From FY 2010 to January 2015 TSET, spent $33,368,719.26 on what it calls Community Based Grants, which include Healthy Community grants to municipalities and counties if they ban tobacco use at their properties, i.e. courthouses, city halls, parks, etc. Municipalities receive even larger grants if electronic cigarettes are included in a ban. This happened in 2013 for Ada, which received a $100,000 grant. That same year, Bixby considered banning tobacco on municipal property to get a grant. I spoke with the city attorney and asked him, "So if you ban tobacco, you get the money?" He said, "That's correct." I said, "And if you don't ban tobacco, you don't get the money?" Again he responded, "That's correct."

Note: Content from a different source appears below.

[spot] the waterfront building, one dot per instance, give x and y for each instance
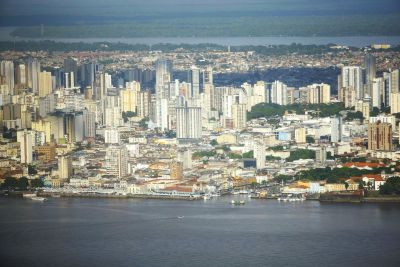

TSET spends money on billboards throughout the state denouncing the evils of secondhand smoke; its other billboards tell us to eat our peas and tell us fruits are "appetizing."
A couple of things TSET does that are mission-focused are a tobacco help quit line for smokers and funding cancer research in the state.
It is an injustice that when the MSA took place, the leadership of the State of Oklahoma did not do the morally right thing by putting all of that MSA money to reimburse Oklahoma. TSET's mission should be narrowed away from lobbying the legislature and social engineering.